The Adventures of Charles Coghlan

I have a funny little tale for you today! It has a vague tie to a recent post.

Charles Coghlan was born in 1842 in Paris, to Francis and Amie Marie Coghlan. His father was from Dublin and ran in literary circles with the likes of Charles Dickens and other famous authors.

Charles Coghlan

At the age of 16, Charles began his stage career with the Sadler’s Wells Theatre’s summer tour. But Coghlan’s dreams were broader. Even in these early days he already considered himself to be a playwright and unsuccessfully pitched a play to the manager of the Haymarket Theatre. Over the next few years, Coghlan’s star rose and his fame as an actor spread. Coghlan’s sister Rose also took to the stage and experienced significant success.

When he was 34, Coghlan came to America to make his Broadway debut. In 1893, 49-year-old Coghlan married Kühne Beveridge, age 19. Kühne was a sculptor and aspiring actress. But soon after the marriage, questions arose about Coghlan’s marital status. It turned out that Coghlan had a common-law wife, actress Louisa Elizabeth Thorn, for the past 25 years. The couple had a daughter named Gertrude who eventually followed her father to the stage and went on to have a 40-year career as an actress. The young sculptor decided to leave her much-older new husband.

Kühne Beveridge (LOC)

Coghlan continued to act. His last appearance on the stage was at Houston, Texas, on 28 October 1899, as Clarence in The Royal Box. He died on November 27, 1899 at age 57 in Galveston, Texas. I couldn’t find what his cause of death was. but he’d been ill for a month. His body was placed in a metal casket and stored in a vault at a local cemetery to await instructions from his family.
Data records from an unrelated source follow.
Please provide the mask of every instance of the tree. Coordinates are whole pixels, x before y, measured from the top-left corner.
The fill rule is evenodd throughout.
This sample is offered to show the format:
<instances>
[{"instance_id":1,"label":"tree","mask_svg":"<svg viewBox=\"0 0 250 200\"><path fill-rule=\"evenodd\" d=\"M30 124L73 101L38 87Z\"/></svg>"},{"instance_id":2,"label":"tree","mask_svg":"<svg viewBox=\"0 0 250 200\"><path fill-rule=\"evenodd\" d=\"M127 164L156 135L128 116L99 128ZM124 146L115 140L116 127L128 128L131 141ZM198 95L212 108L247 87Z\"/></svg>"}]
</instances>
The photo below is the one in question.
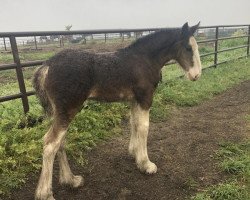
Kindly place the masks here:
<instances>
[{"instance_id":1,"label":"tree","mask_svg":"<svg viewBox=\"0 0 250 200\"><path fill-rule=\"evenodd\" d=\"M71 28L72 28L72 24L65 26L66 31L70 31ZM66 38L66 40L71 41L71 40L73 40L73 35L66 35L63 38Z\"/></svg>"},{"instance_id":2,"label":"tree","mask_svg":"<svg viewBox=\"0 0 250 200\"><path fill-rule=\"evenodd\" d=\"M71 25L65 26L65 30L66 30L66 31L70 31L71 28L72 28L72 24L71 24Z\"/></svg>"}]
</instances>

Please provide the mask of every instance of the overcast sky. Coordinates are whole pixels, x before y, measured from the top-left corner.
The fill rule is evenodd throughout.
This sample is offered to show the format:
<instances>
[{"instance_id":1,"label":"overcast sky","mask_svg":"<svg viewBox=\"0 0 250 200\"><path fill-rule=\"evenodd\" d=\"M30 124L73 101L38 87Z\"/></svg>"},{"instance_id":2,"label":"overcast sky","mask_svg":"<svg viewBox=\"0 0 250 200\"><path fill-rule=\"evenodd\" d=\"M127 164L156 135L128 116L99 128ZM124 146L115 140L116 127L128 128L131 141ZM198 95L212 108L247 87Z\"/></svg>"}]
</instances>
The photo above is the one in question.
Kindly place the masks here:
<instances>
[{"instance_id":1,"label":"overcast sky","mask_svg":"<svg viewBox=\"0 0 250 200\"><path fill-rule=\"evenodd\" d=\"M0 0L0 32L250 24L250 0Z\"/></svg>"}]
</instances>

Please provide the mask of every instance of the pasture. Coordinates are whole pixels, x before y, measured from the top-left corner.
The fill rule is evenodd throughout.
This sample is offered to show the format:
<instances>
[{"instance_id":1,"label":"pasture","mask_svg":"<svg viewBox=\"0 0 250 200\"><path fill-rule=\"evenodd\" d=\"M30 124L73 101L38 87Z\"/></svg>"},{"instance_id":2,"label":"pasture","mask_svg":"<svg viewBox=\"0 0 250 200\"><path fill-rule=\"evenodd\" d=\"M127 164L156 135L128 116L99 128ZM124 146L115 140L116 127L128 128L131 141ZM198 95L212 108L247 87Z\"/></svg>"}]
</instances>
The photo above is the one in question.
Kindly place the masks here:
<instances>
[{"instance_id":1,"label":"pasture","mask_svg":"<svg viewBox=\"0 0 250 200\"><path fill-rule=\"evenodd\" d=\"M201 51L210 49L201 47ZM52 54L31 53L24 60ZM242 52L222 56L232 54ZM2 60L9 62L8 55ZM212 60L206 57L202 62ZM31 89L33 70L24 73ZM148 148L159 173L151 177L141 174L127 154L128 105L88 101L71 124L66 145L73 171L83 175L86 184L77 191L59 186L56 165L55 198L247 199L249 58L207 69L194 83L176 79L181 73L175 65L164 68L151 109L154 123ZM1 95L18 91L14 76L7 71L1 74ZM20 100L0 104L0 195L6 199L33 199L41 168L42 136L51 122L41 117L37 99L31 96L29 100L31 110L25 116ZM244 158L236 160L240 170L238 165L226 163L238 155ZM235 193L228 194L228 190Z\"/></svg>"}]
</instances>

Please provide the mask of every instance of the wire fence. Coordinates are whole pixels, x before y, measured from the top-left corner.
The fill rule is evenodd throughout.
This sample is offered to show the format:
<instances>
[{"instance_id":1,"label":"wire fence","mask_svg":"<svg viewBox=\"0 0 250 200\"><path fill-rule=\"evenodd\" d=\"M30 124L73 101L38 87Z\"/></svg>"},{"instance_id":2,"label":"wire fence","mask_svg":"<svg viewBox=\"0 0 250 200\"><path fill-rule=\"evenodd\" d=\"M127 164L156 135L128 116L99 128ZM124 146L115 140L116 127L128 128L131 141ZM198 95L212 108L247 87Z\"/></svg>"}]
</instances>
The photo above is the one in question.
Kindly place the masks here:
<instances>
[{"instance_id":1,"label":"wire fence","mask_svg":"<svg viewBox=\"0 0 250 200\"><path fill-rule=\"evenodd\" d=\"M125 40L134 40L143 35L147 35L150 32L161 30L164 28L151 28L151 29L110 29L110 30L86 30L86 31L41 31L41 32L0 32L0 53L11 53L13 57L12 63L2 64L0 62L0 71L3 70L15 70L16 77L19 85L19 93L1 96L0 102L10 101L13 99L21 99L24 113L29 111L28 96L34 95L34 91L27 91L23 69L25 67L35 67L42 65L44 60L35 61L21 61L20 52L25 50L43 50L45 48L68 47L72 45L86 45L97 41L124 42ZM234 34L238 33L238 34ZM240 59L249 56L250 46L250 25L220 25L220 26L206 26L200 27L196 35L196 39L200 46L208 44L209 52L201 54L201 58L213 56L213 63L207 68L217 67L220 64L229 62L231 60ZM237 39L243 39L241 45L230 46L227 48L219 48L223 41L234 41ZM98 45L98 43L97 43ZM236 49L244 49L244 53L237 57L231 57L228 60L220 61L218 59L219 54L224 52L234 51ZM173 64L173 62L167 63L167 65Z\"/></svg>"}]
</instances>

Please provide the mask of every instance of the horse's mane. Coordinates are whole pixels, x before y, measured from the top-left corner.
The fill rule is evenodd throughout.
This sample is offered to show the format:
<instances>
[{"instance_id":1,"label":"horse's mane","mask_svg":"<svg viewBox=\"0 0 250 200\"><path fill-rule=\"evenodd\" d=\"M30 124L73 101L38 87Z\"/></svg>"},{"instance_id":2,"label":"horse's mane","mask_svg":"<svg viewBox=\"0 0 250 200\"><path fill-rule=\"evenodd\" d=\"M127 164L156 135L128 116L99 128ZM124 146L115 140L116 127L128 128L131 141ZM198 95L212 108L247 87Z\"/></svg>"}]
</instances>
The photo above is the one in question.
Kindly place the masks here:
<instances>
[{"instance_id":1,"label":"horse's mane","mask_svg":"<svg viewBox=\"0 0 250 200\"><path fill-rule=\"evenodd\" d=\"M162 38L167 37L169 40L173 40L173 37L176 37L180 35L180 28L165 28L165 29L160 29L157 30L153 33L150 33L148 35L142 36L139 39L133 41L129 46L120 49L120 51L126 51L126 50L131 50L133 48L143 48L143 46L148 42L148 41L155 41L154 43L156 44L157 41L162 40Z\"/></svg>"}]
</instances>

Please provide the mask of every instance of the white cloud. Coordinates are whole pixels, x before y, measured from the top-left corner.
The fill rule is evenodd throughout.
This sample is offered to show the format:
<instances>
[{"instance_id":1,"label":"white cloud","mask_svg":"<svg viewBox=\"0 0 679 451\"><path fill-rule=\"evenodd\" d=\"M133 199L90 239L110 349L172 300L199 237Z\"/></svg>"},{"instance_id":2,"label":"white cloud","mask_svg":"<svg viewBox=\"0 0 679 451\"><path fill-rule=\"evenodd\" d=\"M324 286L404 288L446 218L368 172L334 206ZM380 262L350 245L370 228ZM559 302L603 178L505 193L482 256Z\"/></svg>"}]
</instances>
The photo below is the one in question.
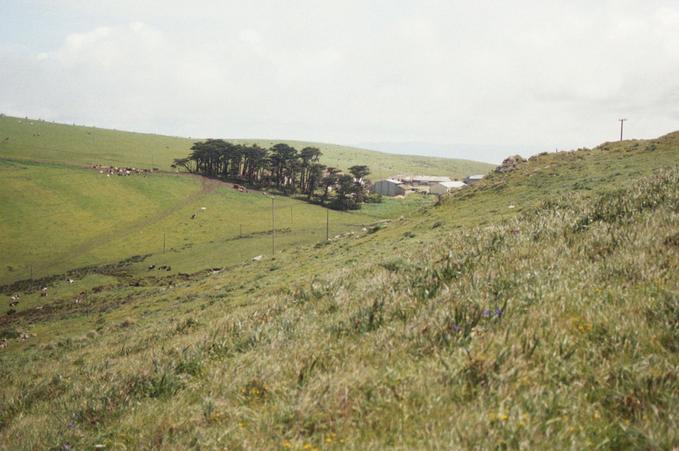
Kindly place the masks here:
<instances>
[{"instance_id":1,"label":"white cloud","mask_svg":"<svg viewBox=\"0 0 679 451\"><path fill-rule=\"evenodd\" d=\"M613 138L618 116L636 136L679 118L672 1L70 4L60 13L91 27L53 49L0 43L0 109L191 136L548 149Z\"/></svg>"}]
</instances>

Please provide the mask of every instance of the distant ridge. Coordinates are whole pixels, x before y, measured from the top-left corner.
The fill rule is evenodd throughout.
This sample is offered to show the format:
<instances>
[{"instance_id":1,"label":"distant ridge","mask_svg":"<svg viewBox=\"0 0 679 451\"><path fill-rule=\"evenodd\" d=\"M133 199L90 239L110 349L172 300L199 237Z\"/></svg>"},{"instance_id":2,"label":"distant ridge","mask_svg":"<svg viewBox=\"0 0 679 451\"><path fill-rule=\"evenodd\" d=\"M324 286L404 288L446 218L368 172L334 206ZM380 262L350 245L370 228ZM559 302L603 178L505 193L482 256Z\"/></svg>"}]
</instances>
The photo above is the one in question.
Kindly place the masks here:
<instances>
[{"instance_id":1,"label":"distant ridge","mask_svg":"<svg viewBox=\"0 0 679 451\"><path fill-rule=\"evenodd\" d=\"M372 179L399 173L447 175L459 178L471 173L486 173L493 168L491 164L471 160L395 155L311 141L222 138L236 143L258 144L262 147L270 147L279 142L296 148L318 147L323 152L321 157L323 164L340 169L347 169L354 164L365 164L371 169ZM191 145L201 139L0 116L0 158L170 169L175 158L186 156Z\"/></svg>"}]
</instances>

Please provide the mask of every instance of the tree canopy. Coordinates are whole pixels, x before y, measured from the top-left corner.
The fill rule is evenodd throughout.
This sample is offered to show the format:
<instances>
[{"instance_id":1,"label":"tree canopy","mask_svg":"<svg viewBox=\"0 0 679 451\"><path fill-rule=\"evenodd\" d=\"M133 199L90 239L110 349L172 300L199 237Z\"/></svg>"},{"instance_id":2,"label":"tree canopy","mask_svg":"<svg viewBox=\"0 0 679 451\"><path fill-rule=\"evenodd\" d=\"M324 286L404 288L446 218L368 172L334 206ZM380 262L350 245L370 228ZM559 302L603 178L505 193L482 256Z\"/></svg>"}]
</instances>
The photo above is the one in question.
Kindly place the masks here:
<instances>
[{"instance_id":1,"label":"tree canopy","mask_svg":"<svg viewBox=\"0 0 679 451\"><path fill-rule=\"evenodd\" d=\"M269 149L234 144L222 139L199 141L186 158L174 160L174 167L207 177L234 180L251 186L272 187L285 194L303 194L331 208L360 208L366 199L365 165L349 168L349 174L321 164L320 149L278 143Z\"/></svg>"}]
</instances>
Coghlan had purchased a farm on Prince Edward Island in a small hamlet called Fortune Bridge. Initially, his body was supposed to be sent there for burial. But the press soon announced his body would be sent to New York to be cremated. Yet a year passed and the body remained in Galveston.

In 1900 the hurricane came and swept the casket away. Coghlan was evidently a beloved actor because when this news was published, the New York Actors Club posted a reward for the recovery of his remains. For years, the coffin was missing.

In 1907 a story was published that Coghlan’s casket washed up in the Gulf of Saint Lawrence, near his farm on Prince Edward Island—two thousand miles north of Galveston. One witty reader suggested Coghlan’s body had perhaps been placed in a “homing coffin.” It turned out to be untrue. The real coffin was discovered, partially submerged, in 1907 by some hunters who found it in a marsh nine miles from Galveston.

Strangely enough, the body is again missing. None of the news reports that were published about the discovery of the coffin said what became of Coghlan’s body. No one knows where it was sent.